To determine the impact of considering the availability of new drugs on the optimal initiation criteria for ART and outcomes in patients with HIV/AIDS, researchers ran a simulation model incorporating the rate of availability of new antiviral drugs. The research findings were published in PLOS One.
In sensitivity analysis, increasing the rate of availability of new drugs did not substantially alter the results. Lowering the toxicity of future ART drugs had greater potential to increase benefit for many patient groups, increasing QALE by as much as 10%.

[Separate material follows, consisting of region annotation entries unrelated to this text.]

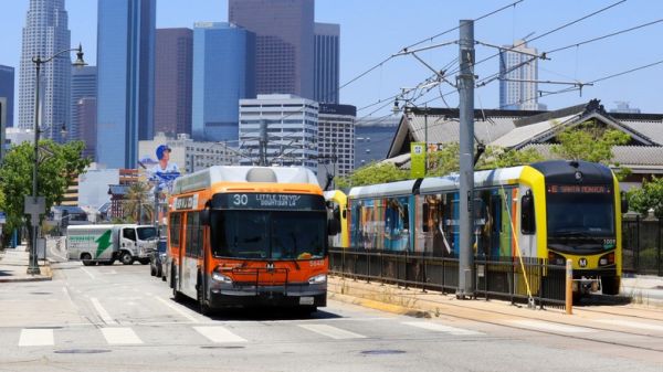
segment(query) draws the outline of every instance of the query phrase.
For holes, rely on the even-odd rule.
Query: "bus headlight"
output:
[[[327,274],[320,274],[308,278],[308,284],[325,284],[327,283]]]
[[[212,280],[223,284],[232,284],[232,278],[230,276],[217,272],[212,272]]]

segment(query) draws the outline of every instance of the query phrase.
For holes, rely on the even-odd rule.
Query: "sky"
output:
[[[484,44],[506,45],[529,35],[528,40],[540,38],[528,43],[538,53],[571,46],[548,54],[550,60],[539,61],[539,81],[588,83],[661,62],[597,82],[593,86],[586,85],[581,92],[576,89],[539,98],[539,103],[546,104],[549,109],[598,98],[607,109],[614,108],[617,102],[627,102],[643,113],[663,113],[663,1],[523,0],[507,7],[516,1],[316,0],[315,21],[340,24],[340,103],[357,106],[359,118],[385,117],[402,88],[415,87],[432,75],[427,67],[429,65],[436,71],[446,70],[449,83],[433,86],[421,97],[414,96],[420,91],[413,91],[404,98],[415,106],[457,107],[456,88],[451,85],[457,74],[456,44],[418,52],[425,64],[412,55],[391,56],[421,41],[424,42],[413,47],[456,41],[459,31],[454,28],[464,19],[476,20],[474,36]],[[0,64],[17,68],[18,94],[21,34],[29,0],[0,0]],[[83,44],[85,60],[91,65],[96,61],[96,0],[65,0],[72,44]],[[608,10],[546,34],[612,4],[614,7]],[[504,7],[507,9],[480,19]],[[192,28],[197,21],[228,21],[228,1],[157,0],[157,28]],[[573,46],[655,21],[659,22]],[[439,35],[448,30],[452,31]],[[435,35],[439,36],[433,38]],[[491,57],[497,51],[484,44],[475,46],[476,61]],[[493,57],[477,63],[474,73],[481,81],[497,73],[498,68],[498,59]],[[539,84],[538,88],[557,92],[571,86]],[[498,82],[493,81],[475,89],[474,103],[475,108],[497,108]]]

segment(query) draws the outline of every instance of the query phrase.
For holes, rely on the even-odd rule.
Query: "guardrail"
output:
[[[532,298],[541,307],[565,304],[565,266],[548,265],[547,259],[540,258],[525,258],[520,264],[513,257],[475,257],[474,268],[475,297],[512,302]],[[338,276],[424,291],[455,293],[459,286],[457,258],[424,253],[335,247],[329,249],[329,270]]]

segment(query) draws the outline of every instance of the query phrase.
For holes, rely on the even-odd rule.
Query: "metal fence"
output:
[[[636,215],[622,223],[624,273],[663,276],[663,220]]]
[[[474,268],[476,297],[503,298],[512,302],[533,298],[541,307],[564,305],[565,266],[548,265],[547,259],[539,258],[525,258],[520,263],[512,257],[498,261],[476,257]],[[422,253],[332,248],[329,269],[339,276],[422,290],[455,293],[459,286],[457,258]]]

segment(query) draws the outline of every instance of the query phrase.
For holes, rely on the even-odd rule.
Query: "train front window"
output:
[[[551,237],[614,236],[611,192],[547,194],[548,235]]]
[[[319,212],[213,211],[212,253],[248,259],[323,258],[326,215]]]

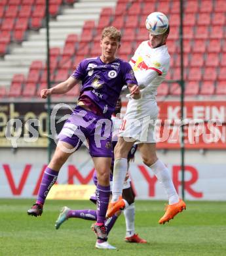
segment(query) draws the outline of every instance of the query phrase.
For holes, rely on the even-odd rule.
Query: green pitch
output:
[[[225,255],[226,203],[188,202],[187,210],[164,225],[163,202],[137,201],[136,231],[148,241],[134,244],[123,241],[122,215],[109,238],[117,251],[94,248],[90,221],[71,219],[56,230],[54,223],[61,207],[94,209],[85,201],[48,200],[43,215],[27,215],[31,200],[0,200],[0,255]]]

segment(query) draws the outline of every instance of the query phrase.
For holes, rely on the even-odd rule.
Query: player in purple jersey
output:
[[[113,179],[113,171],[114,168],[114,154],[113,150],[116,145],[117,140],[117,131],[118,131],[118,125],[120,122],[117,121],[121,120],[120,119],[116,117],[117,114],[119,114],[121,108],[121,102],[120,98],[117,101],[117,104],[115,107],[115,111],[113,113],[112,119],[113,121],[113,131],[115,131],[115,136],[113,138],[113,150],[112,150],[112,162],[111,166],[111,174],[110,174],[110,181],[111,185],[112,183]],[[113,132],[114,134],[114,132]],[[132,161],[134,159],[134,155],[136,151],[137,150],[137,145],[133,145],[128,153],[128,164],[129,166],[129,162]],[[97,173],[95,170],[93,175],[93,181],[96,186],[98,184],[98,179],[97,179]],[[135,223],[134,223],[134,216],[135,216],[135,205],[134,205],[134,198],[135,198],[135,193],[132,189],[130,183],[130,179],[129,179],[128,175],[127,175],[126,180],[124,182],[123,185],[123,190],[122,190],[122,198],[126,202],[127,207],[123,211],[124,215],[126,221],[126,234],[124,240],[128,242],[132,243],[139,243],[139,244],[145,244],[147,241],[144,239],[141,238],[138,234],[135,233]],[[90,201],[96,203],[96,196],[95,194],[92,195],[90,196]],[[113,217],[109,218],[107,221],[105,221],[105,225],[107,226],[107,234],[109,233],[110,230],[113,228],[115,221],[117,221],[118,217],[121,214],[121,211],[118,211]],[[56,221],[55,227],[56,229],[58,229],[60,226],[64,223],[66,220],[70,218],[79,218],[83,219],[85,220],[89,221],[96,221],[96,211],[92,209],[71,209],[68,208],[67,206],[64,206],[60,215]],[[116,249],[111,245],[109,249]]]
[[[140,97],[139,87],[130,65],[115,57],[121,37],[121,32],[115,28],[104,28],[100,57],[83,60],[66,81],[41,91],[41,97],[46,98],[50,95],[64,94],[82,82],[78,104],[59,135],[55,152],[44,172],[37,199],[28,214],[35,217],[42,214],[46,197],[61,167],[87,140],[98,174],[97,222],[94,226],[97,247],[100,244],[108,244],[104,223],[110,196],[111,116],[124,85],[128,86],[132,97]]]

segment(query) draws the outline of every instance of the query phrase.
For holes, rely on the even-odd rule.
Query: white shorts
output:
[[[129,100],[119,136],[126,141],[155,143],[155,125],[159,114],[155,97]]]

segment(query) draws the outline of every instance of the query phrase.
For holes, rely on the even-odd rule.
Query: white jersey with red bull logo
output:
[[[151,47],[149,41],[145,41],[139,45],[130,64],[138,85],[141,88],[148,87],[143,98],[157,94],[157,88],[169,70],[170,61],[170,56],[166,45],[153,49]]]

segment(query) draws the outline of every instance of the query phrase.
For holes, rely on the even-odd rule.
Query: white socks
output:
[[[115,160],[112,186],[112,199],[114,202],[122,195],[124,179],[127,171],[127,159],[118,158]]]
[[[178,203],[179,196],[165,165],[159,160],[150,166],[166,193],[169,204]]]
[[[132,236],[135,234],[135,205],[134,203],[128,206],[124,211],[124,216],[126,221],[126,237]]]

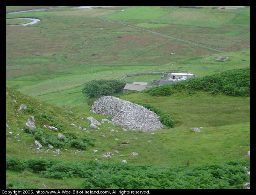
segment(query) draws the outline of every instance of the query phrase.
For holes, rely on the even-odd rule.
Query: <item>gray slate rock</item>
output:
[[[67,141],[67,138],[65,137],[64,136],[63,136],[62,134],[61,133],[58,133],[58,138],[59,138],[59,140],[64,140],[65,141]]]
[[[101,123],[93,118],[92,116],[88,117],[87,118],[87,120],[89,120],[91,123],[92,123],[94,125],[101,125]]]
[[[149,110],[114,97],[104,96],[95,101],[91,111],[108,116],[114,116],[109,122],[126,128],[143,131],[163,129],[159,117]]]
[[[24,104],[21,104],[20,105],[20,108],[19,110],[18,110],[18,111],[20,111],[22,110],[23,109],[26,109],[27,108],[27,107],[26,106],[26,105]]]
[[[191,129],[191,129],[192,131],[195,131],[195,132],[201,132],[201,131],[200,129],[197,128],[197,127],[194,127],[194,128],[191,128]]]
[[[27,120],[27,122],[25,124],[26,124],[26,126],[31,130],[34,130],[37,128],[35,127],[35,123],[29,119],[28,119]]]
[[[131,155],[132,156],[137,156],[139,155],[139,154],[137,152],[132,152]]]
[[[35,141],[35,144],[36,146],[38,148],[42,148],[43,147],[43,146],[42,146],[41,144],[36,140]]]
[[[52,129],[52,130],[58,130],[57,128],[56,128],[56,127],[55,127],[53,126],[48,126],[48,128],[49,129]]]
[[[31,115],[29,115],[29,116],[31,118],[31,120],[33,120],[34,122],[35,122],[35,117]]]
[[[91,124],[90,124],[90,126],[92,128],[93,128],[93,129],[96,129],[98,128],[96,125],[95,125],[94,124],[93,124],[92,123],[91,123]]]
[[[104,123],[106,121],[109,121],[109,120],[108,120],[107,119],[103,119],[101,120],[101,123]]]

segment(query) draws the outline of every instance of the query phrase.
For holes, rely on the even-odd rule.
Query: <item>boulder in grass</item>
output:
[[[201,132],[201,131],[200,130],[200,129],[199,128],[197,128],[197,127],[194,127],[194,128],[191,128],[191,129],[191,129],[192,131],[195,131],[195,132]]]
[[[26,106],[26,105],[24,104],[21,104],[20,105],[20,108],[19,110],[18,110],[18,111],[20,111],[22,110],[23,109],[26,109],[27,108],[27,107]]]
[[[52,129],[52,130],[58,130],[57,128],[56,128],[56,127],[55,127],[53,126],[48,126],[48,128],[49,129]]]
[[[90,116],[87,118],[87,120],[89,120],[89,121],[92,123],[94,125],[101,125],[101,124],[99,121],[98,121],[95,119],[93,118],[92,116]]]
[[[91,124],[90,124],[90,126],[92,128],[93,128],[93,129],[96,129],[98,128],[98,127],[97,127],[97,126],[96,125],[95,125],[94,124],[93,124],[92,123],[91,123]]]
[[[137,156],[139,155],[139,154],[137,152],[132,152],[131,155],[132,156]]]
[[[26,124],[26,125],[27,127],[27,128],[31,130],[34,131],[34,129],[37,128],[35,127],[35,123],[34,123],[34,122],[32,121],[32,120],[31,120],[29,119],[27,120],[27,122],[25,124]]]

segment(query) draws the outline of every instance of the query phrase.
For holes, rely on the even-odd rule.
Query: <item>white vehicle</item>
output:
[[[187,80],[187,79],[185,78],[181,78],[181,79],[177,79],[177,81],[184,81],[184,80]]]

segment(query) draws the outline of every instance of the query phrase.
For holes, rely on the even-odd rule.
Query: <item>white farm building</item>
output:
[[[170,77],[172,79],[181,79],[184,78],[187,79],[194,77],[194,74],[188,73],[172,73],[170,75]]]

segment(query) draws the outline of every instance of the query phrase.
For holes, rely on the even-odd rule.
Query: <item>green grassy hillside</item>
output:
[[[130,101],[154,105],[168,112],[176,125],[173,128],[142,132],[133,130],[124,131],[121,127],[110,123],[102,124],[99,126],[100,129],[93,129],[88,126],[90,123],[86,118],[93,116],[101,120],[105,117],[90,112],[90,107],[87,104],[64,109],[40,102],[11,88],[6,88],[6,92],[8,92],[6,124],[9,127],[6,127],[6,131],[8,156],[17,157],[24,160],[46,158],[53,160],[64,161],[67,163],[74,160],[78,162],[94,161],[95,158],[97,159],[97,161],[110,163],[121,162],[126,160],[129,165],[149,164],[170,168],[183,165],[187,161],[190,166],[194,167],[208,163],[222,164],[231,160],[243,162],[250,160],[250,156],[244,157],[245,154],[250,151],[249,97],[230,97],[222,94],[213,96],[203,92],[197,92],[192,95],[180,93],[169,97],[158,97],[157,101],[155,98],[143,93],[119,97]],[[17,111],[21,104],[26,105],[27,109]],[[168,106],[167,107],[166,105]],[[69,112],[70,110],[73,113]],[[35,117],[37,130],[41,133],[38,132],[35,135],[26,130],[24,123],[30,118],[30,115]],[[85,119],[82,119],[81,117]],[[77,127],[72,126],[72,123]],[[44,125],[60,127],[61,131],[44,128]],[[80,129],[78,127],[79,126],[88,130]],[[189,129],[195,127],[200,128],[202,132],[195,133]],[[19,130],[18,128],[24,131]],[[116,131],[110,132],[111,129]],[[152,134],[152,133],[154,134]],[[52,140],[57,137],[58,133],[70,139],[72,137],[76,143],[85,138],[90,142],[87,142],[82,149],[81,145],[75,146],[58,145],[56,140]],[[44,135],[50,138],[53,148],[50,149],[46,144],[41,149],[37,149],[34,142],[38,135]],[[71,136],[72,137],[67,137]],[[116,139],[119,140],[115,140]],[[58,149],[59,150],[56,150]],[[93,149],[97,149],[98,152],[94,153]],[[119,153],[115,153],[114,151],[116,150]],[[101,156],[108,152],[112,152],[111,159]],[[139,156],[131,156],[131,153],[134,152],[139,153]],[[16,175],[15,169],[9,170],[6,173],[7,183],[11,183]],[[35,186],[40,188],[40,184],[32,178],[41,177],[41,174],[24,169],[21,172],[17,172],[17,174],[22,176],[15,179],[19,185],[21,184],[18,181],[23,184],[27,184],[32,185],[33,187]],[[58,184],[60,183],[66,187],[82,187],[82,185],[72,184],[76,180],[74,178],[70,179],[70,183],[68,185],[63,184],[66,183],[66,180],[62,181],[58,180],[56,185],[50,184],[54,178],[56,177],[45,178],[44,183],[51,186],[50,188],[59,187]],[[77,179],[82,183],[80,178]]]
[[[250,6],[73,7],[6,6],[6,19],[41,20],[6,26],[7,189],[242,189],[250,182]],[[229,59],[215,61],[220,55]],[[173,128],[89,126],[88,117],[107,117],[90,111],[96,98],[82,93],[85,83],[168,71],[197,78],[114,95],[153,106]],[[31,116],[34,131],[25,124]]]

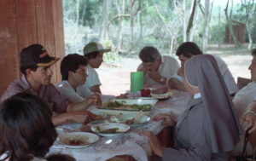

If the toxicity of pipeline drugs is reduced compared with existing drugs (the pipeline drugs have a mortality relative risk of 1), the presence of new pipeline drugs can increase the quality-adjusted life expectancy by as much as 11% in young patients with high viral load, according to the investigators.
“The future availability of new ART drugs without lower toxicity raises optimal treatment initiation for most patients, and improves clinical outcomes, especially for younger patients with higher viral loads,” wrote the researchers.
“Reductions in toxicity of future ART drugs could impact optimal treatment initiation and improve clinical outcomes for all HIV patients.”